Re: count(*) and bad design was: Experiences with extensibility

Поиск
Список
Период
Сортировка
От Ivan Sergio Borgonovo
Тема Re: count(*) and bad design was: Experiences with extensibility
Дата
Msg-id 20080109200105.20114cec@webthatworks.it
обсуждение исходный текст
Ответ на Re: count(*) and bad design was: Experiences with extensibility  ("Scott Marlowe" <scott.marlowe@gmail.com>)
Ответы Re: count(*) and bad design was: Experiences with extensibility  ("Joshua D. Drake" <jd@commandprompt.com>)
Список pgsql-general
On Wed, 9 Jan 2008 10:30:45 -0600
"Scott Marlowe" <scott.marlowe@gmail.com> wrote:

> Now, everything's a tradeoff.  If PostgreSQL had visibility
> information in the indexes, it would have to lock both the table and
> index for every write, thus slowing down all the other queries that
> are trying to access the table.  It would be a tradeoff that
> sacrificed write speed for read speed. In a db that was used mostly
> for writing, it would likely be a fair trade.  In a db that did a
> lot of writing, it might slow the whole thing to a crawl.

OK... we are getting near to the point.

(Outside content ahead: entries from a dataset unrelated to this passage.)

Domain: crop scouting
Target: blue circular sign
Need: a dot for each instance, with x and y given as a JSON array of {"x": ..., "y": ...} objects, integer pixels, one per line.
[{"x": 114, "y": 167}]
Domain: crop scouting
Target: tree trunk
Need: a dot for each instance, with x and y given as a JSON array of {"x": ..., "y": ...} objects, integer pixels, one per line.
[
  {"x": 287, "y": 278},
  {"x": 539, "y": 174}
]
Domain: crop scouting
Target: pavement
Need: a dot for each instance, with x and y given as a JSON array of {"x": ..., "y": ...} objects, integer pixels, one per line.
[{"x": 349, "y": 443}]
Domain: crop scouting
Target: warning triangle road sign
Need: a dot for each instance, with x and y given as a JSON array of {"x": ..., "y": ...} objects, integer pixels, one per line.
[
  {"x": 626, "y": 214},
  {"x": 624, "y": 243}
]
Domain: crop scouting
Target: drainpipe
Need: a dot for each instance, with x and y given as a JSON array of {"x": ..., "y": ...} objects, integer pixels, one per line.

I understand the trade-off
problem in storing into indexes id the row is still there.
Is there a way to get the count of the rows that *may be* there, I
mean the one that satisfy the where clauses no matter if in the
meanwhile they were deleted or not and reindex on a regular basis.
That would be simple and I think fast and an acceptable solution for
most CMS.

> Now, if there's a where clause that's selective enough, then a
> count(*) query may use the index and be a bit faster, but remember,
> in pgsql, it's still got to actually hit the table to see if each
> tuple really is visible to this transaction, so the index needs to
> be fairly selective to be a win.

But well if the query is not selective enough I think the problem is
shared with other DB as well.

> A possible workaround is to have something like a separate table
> with nothing but the IDs and whatever would be in your where clause
> for the tables you're accessing with a foreign key to it, and use
> THAT for a count(*).  Since the rows are skinnier, the count(*)
> will be faster. Another alternative is to have a trigger fire that
> keeps a track of the size of the table in a summary table when rows
> are added and deleted.

If the where clause is dynamic, how can it help?

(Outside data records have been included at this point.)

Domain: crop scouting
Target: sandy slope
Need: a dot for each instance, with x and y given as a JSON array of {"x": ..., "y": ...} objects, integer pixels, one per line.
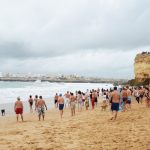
[{"x": 88, "y": 130}]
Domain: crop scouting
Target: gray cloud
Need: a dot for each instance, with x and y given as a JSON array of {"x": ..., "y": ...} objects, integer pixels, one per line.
[{"x": 55, "y": 29}]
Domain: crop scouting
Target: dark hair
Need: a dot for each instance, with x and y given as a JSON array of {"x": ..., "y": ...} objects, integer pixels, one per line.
[{"x": 115, "y": 88}]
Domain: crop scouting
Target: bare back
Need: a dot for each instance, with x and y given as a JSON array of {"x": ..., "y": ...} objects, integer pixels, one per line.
[
  {"x": 40, "y": 103},
  {"x": 115, "y": 97},
  {"x": 18, "y": 104}
]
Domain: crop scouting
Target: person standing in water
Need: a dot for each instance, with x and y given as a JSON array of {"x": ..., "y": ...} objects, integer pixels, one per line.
[
  {"x": 61, "y": 104},
  {"x": 18, "y": 108}
]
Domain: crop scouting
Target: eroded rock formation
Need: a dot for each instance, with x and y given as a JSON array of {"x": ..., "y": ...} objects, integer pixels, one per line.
[{"x": 142, "y": 67}]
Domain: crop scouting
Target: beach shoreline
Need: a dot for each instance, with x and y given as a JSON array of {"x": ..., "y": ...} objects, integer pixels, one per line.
[{"x": 85, "y": 131}]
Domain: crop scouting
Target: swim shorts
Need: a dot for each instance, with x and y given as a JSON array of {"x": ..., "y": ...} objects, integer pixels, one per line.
[
  {"x": 124, "y": 99},
  {"x": 72, "y": 105},
  {"x": 19, "y": 111},
  {"x": 41, "y": 111},
  {"x": 61, "y": 106},
  {"x": 115, "y": 106}
]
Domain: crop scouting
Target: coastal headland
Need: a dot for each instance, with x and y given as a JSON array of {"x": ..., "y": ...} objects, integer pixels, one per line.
[{"x": 85, "y": 131}]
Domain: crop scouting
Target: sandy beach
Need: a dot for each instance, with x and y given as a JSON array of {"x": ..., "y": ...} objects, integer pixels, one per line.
[{"x": 88, "y": 130}]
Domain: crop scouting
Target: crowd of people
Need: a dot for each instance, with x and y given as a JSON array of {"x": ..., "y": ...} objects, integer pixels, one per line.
[{"x": 114, "y": 99}]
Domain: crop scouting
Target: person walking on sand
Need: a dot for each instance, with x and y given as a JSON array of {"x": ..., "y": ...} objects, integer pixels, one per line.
[
  {"x": 41, "y": 105},
  {"x": 18, "y": 108},
  {"x": 115, "y": 101},
  {"x": 56, "y": 100},
  {"x": 30, "y": 103},
  {"x": 72, "y": 104},
  {"x": 61, "y": 104},
  {"x": 129, "y": 94},
  {"x": 35, "y": 102},
  {"x": 147, "y": 97},
  {"x": 93, "y": 99},
  {"x": 79, "y": 101},
  {"x": 124, "y": 96}
]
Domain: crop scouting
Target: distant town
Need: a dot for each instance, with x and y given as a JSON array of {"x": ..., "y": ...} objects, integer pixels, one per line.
[{"x": 56, "y": 78}]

> select count(*) from bigtable where inserttime > now() - interval
> '1 week'; count
> ---------
>  1254269
> (1 row)
>
> Time: 21422.368 ms
>
> Second run:
> select count(*) from bigtable where inserttime > now() - interval
> '1 week'; count
> ---------
>  1254320
> (1 row)
>
> Time: 2001.204 ms
>
> With the data loaded into shared_buffers / linux kernel cache,
> that's not too bad.
>
> Now, I run the same query against our production oracle machine,
> which is a MUCH more powerful server...
>
> SQL> select count(*) from bigtable where inserttime > SYSDATE-7;
>
>   COUNT(*)
> ----------
>    1255972
>
> Elapsed: 00:00:18.62
>
> second run:
> SQL> select count(*) from bigtable where inserttime > SYSDATE-7;
>
>   COUNT(*)
> ----------
>    1255973
> Elapsed: 00:00:00.98
>
> Now, obviously, Oracle's got some optimizations for what it's got in
> the buffer there, but the first run isn't really any faster. In
> fact, for a much more powerful machine, the performance was,
> relatively speaking, pretty bad compared to my little 1 CPU 1 sw
> RAID-10 reporting server.

Interesting... oh let's put some emotions in it: cool ;)

> So, while PostgreSQL's count(*) performance isn't blindingly fast,
> it's not the dog some people make it out to be either.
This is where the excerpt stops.